How to interpret the alignment score in ksw2_extz and ksw2_extz_sse
giuliaguidi opened this issue · 1 comments
Dear Heng Li,
I'm using your ksw2 alignment algorithm. However, I cannot get the meaning of the alignment score it returns. For example, comparing ksw_extz (with zdrop) with SeqAn seed extension (which apply xdrop) function (same scoring matrix where a match, mismatch, and gap extension is 1/-1 and gap opening is 0; and same zdrop = zdrop = 3), I got the following results:
[ksw2] /* Left extension from a seed */
ez.score -10688
ez.max_t 183
ez.max_q 165
ez.mqe 21
ez.mqe_t 201
ez.mte -10688
ez.mte_q 186
time: 0.042834s
[ksw2] /* Right extension from a seed */
ez.score -1073741824
ez.max_t -1
ez.max_q -1
ez.mqe -1
ez.mqe_t 0
ez.mte -1073741824
ez.mte_q -1
time: 1e-06s
[seqan] /* Both extensions from a seed */
score: 18442
time: 1.09029s
Both ksw2 and SeqAn have received as input two long reads from a PacBio dataset (possibly already reversed and complemented if needed).
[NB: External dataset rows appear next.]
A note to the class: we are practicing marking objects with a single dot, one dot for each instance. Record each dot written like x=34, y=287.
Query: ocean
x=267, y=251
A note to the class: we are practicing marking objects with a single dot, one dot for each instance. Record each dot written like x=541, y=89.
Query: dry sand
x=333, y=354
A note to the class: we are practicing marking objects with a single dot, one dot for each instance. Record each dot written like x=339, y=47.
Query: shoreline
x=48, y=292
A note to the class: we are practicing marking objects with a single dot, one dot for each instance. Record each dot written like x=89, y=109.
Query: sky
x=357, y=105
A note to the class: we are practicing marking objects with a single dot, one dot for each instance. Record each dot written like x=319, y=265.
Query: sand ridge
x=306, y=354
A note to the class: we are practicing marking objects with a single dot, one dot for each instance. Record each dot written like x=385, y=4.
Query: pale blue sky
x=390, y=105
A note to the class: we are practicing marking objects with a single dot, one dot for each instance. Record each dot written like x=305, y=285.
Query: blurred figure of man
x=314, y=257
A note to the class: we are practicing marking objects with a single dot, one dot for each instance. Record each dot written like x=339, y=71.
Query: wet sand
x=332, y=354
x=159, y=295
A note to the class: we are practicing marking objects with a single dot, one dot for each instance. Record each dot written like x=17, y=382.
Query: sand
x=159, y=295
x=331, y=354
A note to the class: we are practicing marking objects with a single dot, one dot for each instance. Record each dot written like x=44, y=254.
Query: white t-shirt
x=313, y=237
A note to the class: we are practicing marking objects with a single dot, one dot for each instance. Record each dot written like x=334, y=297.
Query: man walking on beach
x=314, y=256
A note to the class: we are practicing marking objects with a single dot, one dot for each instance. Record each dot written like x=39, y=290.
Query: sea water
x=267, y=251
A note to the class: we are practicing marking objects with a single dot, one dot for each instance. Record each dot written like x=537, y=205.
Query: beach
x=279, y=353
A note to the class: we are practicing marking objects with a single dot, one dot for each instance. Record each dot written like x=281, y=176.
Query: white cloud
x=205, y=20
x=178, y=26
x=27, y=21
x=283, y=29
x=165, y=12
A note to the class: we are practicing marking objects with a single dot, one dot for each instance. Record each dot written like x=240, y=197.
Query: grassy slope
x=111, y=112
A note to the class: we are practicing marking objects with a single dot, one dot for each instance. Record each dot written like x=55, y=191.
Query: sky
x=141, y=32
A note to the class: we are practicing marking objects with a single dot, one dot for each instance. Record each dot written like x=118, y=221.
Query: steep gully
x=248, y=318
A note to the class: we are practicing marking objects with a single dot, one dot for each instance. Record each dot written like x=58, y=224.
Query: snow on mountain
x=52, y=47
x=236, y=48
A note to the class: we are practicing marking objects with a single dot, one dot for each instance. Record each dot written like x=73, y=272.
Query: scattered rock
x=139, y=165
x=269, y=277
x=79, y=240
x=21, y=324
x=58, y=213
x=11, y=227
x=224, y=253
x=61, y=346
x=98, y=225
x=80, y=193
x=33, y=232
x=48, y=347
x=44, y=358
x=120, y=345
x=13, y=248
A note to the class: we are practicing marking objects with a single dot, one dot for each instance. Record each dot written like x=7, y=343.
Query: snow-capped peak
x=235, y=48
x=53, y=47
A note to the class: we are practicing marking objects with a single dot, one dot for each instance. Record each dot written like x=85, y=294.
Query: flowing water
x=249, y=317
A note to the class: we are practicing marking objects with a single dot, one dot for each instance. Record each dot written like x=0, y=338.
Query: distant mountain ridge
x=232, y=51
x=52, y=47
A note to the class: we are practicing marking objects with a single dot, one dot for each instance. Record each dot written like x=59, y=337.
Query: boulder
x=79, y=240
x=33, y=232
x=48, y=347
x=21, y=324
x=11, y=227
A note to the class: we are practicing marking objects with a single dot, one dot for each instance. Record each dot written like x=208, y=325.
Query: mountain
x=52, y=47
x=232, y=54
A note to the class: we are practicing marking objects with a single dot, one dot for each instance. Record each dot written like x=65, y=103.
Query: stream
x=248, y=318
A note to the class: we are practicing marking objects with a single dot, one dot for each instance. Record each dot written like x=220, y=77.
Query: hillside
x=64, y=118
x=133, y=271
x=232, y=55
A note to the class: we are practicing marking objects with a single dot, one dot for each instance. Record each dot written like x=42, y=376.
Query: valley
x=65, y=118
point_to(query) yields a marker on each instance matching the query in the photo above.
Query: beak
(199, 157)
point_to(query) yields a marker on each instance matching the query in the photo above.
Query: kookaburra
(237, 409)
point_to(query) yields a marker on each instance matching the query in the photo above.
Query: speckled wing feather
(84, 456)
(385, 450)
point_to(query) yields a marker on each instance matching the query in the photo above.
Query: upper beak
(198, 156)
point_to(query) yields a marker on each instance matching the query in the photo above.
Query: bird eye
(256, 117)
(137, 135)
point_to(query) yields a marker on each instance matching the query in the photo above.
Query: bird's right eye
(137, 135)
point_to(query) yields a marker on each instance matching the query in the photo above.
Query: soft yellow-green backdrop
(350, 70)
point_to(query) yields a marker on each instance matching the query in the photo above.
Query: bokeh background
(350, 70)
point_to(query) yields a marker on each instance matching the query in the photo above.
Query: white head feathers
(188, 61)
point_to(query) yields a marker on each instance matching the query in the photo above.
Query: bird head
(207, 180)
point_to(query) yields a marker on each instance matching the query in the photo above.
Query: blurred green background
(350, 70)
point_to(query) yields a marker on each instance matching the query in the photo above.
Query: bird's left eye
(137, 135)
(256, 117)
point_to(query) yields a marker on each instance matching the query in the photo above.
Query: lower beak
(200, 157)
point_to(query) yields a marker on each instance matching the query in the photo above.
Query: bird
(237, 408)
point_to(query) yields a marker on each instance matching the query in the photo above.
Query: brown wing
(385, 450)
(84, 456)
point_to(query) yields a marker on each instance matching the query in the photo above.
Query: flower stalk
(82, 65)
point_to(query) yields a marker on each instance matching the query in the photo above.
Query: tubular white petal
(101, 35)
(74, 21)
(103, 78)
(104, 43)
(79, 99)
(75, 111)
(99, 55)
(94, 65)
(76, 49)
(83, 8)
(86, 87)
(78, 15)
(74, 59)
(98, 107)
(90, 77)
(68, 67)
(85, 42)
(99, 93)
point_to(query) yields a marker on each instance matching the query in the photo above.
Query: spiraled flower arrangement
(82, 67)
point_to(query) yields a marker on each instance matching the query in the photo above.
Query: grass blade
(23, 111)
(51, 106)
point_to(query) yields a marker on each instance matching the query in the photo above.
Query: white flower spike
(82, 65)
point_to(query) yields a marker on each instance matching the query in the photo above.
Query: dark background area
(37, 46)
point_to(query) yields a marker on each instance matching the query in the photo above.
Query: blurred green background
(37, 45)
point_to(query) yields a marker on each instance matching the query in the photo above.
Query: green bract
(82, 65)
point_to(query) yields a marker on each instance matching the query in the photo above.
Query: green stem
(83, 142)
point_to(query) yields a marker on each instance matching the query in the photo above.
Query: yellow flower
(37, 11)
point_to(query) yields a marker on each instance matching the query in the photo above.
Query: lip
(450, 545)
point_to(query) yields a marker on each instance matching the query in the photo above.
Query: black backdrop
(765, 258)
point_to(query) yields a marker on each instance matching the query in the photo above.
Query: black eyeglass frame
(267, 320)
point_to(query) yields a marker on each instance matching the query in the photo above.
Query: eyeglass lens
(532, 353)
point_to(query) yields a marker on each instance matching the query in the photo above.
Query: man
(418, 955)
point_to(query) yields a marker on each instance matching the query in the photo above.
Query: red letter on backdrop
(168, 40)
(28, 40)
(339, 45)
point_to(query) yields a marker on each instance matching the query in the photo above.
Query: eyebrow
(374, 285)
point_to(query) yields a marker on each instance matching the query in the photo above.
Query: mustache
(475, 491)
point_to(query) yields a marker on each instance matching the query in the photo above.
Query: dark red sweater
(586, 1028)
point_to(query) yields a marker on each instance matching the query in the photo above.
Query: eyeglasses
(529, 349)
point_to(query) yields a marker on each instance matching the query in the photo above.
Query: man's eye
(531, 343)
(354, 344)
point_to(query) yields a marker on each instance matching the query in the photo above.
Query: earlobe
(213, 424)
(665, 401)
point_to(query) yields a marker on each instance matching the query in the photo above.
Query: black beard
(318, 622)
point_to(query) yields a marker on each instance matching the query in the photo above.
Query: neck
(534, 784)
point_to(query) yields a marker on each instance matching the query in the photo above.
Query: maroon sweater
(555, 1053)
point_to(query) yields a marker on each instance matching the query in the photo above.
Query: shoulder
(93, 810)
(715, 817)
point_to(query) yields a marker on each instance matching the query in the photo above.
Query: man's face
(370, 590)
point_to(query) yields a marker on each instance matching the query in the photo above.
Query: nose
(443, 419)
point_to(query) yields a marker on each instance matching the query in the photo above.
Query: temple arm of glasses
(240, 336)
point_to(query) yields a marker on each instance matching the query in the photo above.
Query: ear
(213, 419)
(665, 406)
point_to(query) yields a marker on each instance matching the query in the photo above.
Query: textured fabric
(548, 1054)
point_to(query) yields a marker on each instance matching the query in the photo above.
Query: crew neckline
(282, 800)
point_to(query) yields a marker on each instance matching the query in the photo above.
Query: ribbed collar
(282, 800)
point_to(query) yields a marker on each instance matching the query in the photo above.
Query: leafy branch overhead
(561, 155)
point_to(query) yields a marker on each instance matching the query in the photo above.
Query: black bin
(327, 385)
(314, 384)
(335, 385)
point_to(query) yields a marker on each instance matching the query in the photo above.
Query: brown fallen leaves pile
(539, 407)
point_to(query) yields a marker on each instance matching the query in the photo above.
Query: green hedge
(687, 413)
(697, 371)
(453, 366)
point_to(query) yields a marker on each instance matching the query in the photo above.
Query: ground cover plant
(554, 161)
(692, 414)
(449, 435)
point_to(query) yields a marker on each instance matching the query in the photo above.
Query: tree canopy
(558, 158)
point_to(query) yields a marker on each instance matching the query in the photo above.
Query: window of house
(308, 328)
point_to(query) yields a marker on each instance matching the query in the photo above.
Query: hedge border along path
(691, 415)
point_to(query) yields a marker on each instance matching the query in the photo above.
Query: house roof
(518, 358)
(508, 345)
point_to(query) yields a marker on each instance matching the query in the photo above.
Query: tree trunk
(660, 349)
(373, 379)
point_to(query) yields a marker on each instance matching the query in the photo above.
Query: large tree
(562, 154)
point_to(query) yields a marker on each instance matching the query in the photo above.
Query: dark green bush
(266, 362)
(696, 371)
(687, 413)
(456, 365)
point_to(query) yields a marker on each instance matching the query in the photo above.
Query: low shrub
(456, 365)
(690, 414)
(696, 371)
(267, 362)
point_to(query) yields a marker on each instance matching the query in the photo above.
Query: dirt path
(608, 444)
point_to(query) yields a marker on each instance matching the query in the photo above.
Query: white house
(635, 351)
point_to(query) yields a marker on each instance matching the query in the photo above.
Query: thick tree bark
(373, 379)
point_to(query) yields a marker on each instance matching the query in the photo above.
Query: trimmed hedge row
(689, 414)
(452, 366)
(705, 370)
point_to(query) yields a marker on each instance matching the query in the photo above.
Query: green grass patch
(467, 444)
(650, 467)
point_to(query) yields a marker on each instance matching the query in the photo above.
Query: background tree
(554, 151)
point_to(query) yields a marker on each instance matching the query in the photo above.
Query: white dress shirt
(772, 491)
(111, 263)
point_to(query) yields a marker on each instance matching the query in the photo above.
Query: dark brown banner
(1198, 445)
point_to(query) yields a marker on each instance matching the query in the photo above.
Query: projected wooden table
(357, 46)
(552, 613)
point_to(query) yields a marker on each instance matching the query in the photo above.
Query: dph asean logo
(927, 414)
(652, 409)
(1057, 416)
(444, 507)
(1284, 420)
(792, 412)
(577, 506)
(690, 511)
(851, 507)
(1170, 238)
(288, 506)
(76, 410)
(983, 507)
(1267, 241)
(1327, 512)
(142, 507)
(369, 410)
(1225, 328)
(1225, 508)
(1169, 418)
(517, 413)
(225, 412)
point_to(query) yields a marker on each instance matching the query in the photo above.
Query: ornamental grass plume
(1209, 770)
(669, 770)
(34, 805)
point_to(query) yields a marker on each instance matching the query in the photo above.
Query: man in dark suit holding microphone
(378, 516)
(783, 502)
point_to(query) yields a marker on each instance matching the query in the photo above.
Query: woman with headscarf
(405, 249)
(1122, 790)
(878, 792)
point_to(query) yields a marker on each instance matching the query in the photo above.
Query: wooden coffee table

SeqAn has received as input the starting positions of a shared seed between the two reads, while ksw_extz is called twice: (1) on the two sequences at the left of the seed (reversed, not complemented), and (2) on the two sequences at the right of the seed.
In ksw2.h, I added the bold line as I would like to the get the alignment score before the pair is dropped:
if (zdrop >= 0 && ez->max - H > zdrop + l * e) {
ez->zdropped = 1;
ez->score = ez->max;
return 1;
}
I cannot get the significant differences between ksw2 and SeqAn scores. I know that the should be different as zdrop is not the same as xdrop, but I guess I'm missing something about your algorithm inner workings.
Should I interpret the scores for the right extension as "there's no extension"?
Thanks,
Giulia
-
ksw2 might not work when gap open is set to 0. I have not confirmed this, though.
-
For seed extension, you need ez->max, not ez->score. Unless you specify KSW_EZ_EXTZ_ONLY, ez->score is global alignment score.
-
zdrop=3 is far too small for pacbio reads.